Published 30 May 2024 in physics.chem-ph and cond-mat.mtrl-sci | (2405.20473v3)

Abstract: The $GW$ approximation is a widely used method for computing electron addition and removal energies of molecules and solids. The computational effort of conventional $GW$ algorithms increases as $O(N4)$ with the system size $N$, hindering the application of $GW$ to large and complex systems. Low-scaling $GW$ algorithms are currently very actively developed. Benchmark studies at the single-shot $G_0W_0$ level indicate excellent numerical precision for frontier quasiparticle energies, with mean absolute deviations $<10$ meV between low-scaling and standard implementations for the widely used $GW100$ test set. A notable challenge for low-scaling $GW$ algorithms remains in achieving high precision for five molecules within the $GW100$ test set, namely O$_3$, BeO, MgO, BN, and CuCN, for which the deviations are in the range of several hundred meV at the $G_0W_0$ level.

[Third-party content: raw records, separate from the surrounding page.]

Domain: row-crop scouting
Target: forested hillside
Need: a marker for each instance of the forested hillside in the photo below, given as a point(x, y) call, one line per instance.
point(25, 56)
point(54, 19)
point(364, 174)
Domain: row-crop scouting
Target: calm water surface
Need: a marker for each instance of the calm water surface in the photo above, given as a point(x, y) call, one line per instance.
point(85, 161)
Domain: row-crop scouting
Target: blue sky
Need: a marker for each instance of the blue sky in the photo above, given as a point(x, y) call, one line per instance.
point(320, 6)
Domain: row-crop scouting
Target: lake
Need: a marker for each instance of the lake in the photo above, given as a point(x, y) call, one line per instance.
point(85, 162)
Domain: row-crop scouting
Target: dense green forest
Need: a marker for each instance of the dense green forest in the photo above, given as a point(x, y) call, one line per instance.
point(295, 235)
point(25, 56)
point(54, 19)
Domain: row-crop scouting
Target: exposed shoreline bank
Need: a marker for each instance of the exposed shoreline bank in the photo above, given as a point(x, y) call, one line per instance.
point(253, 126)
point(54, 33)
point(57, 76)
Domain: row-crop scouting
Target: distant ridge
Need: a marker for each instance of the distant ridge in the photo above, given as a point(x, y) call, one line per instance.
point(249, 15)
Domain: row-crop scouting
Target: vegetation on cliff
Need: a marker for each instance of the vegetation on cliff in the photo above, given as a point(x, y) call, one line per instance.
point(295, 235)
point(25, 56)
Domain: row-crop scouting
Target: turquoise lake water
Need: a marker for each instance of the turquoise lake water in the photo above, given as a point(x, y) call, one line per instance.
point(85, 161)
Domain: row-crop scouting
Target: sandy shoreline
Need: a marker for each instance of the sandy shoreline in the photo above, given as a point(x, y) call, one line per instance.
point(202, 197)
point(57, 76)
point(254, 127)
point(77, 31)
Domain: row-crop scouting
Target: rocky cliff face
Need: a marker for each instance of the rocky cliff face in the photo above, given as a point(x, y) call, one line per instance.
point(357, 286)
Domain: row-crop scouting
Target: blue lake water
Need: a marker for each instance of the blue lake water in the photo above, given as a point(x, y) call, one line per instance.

This is due to a spurious transfer of spectral weight from the quasiparticle to the satellite spectrum in $G_0W_0$ calculations, resulting in multi-pole features in the self-energy and spectral function, which low-scaling algorithms fail to describe. We show in this work that including eigenvalue self-consistency in the Green's function ($\text{ev}GW_0$) achieves a proper separation between satellite and quasiparticle peak, leading to a single solution of the quasiparticle equation with spectral weight close to one. $\text{ev}GW_0$ quasiparticles energies from low-scaling $GW$ closely align with reference calculations; the mean absolute error is only 12 meV for the five molecules. We thus demonstrate that low-scaling $GW$ with self-consistency in $G$ is well-suited for computing frontier quasiparticle energies.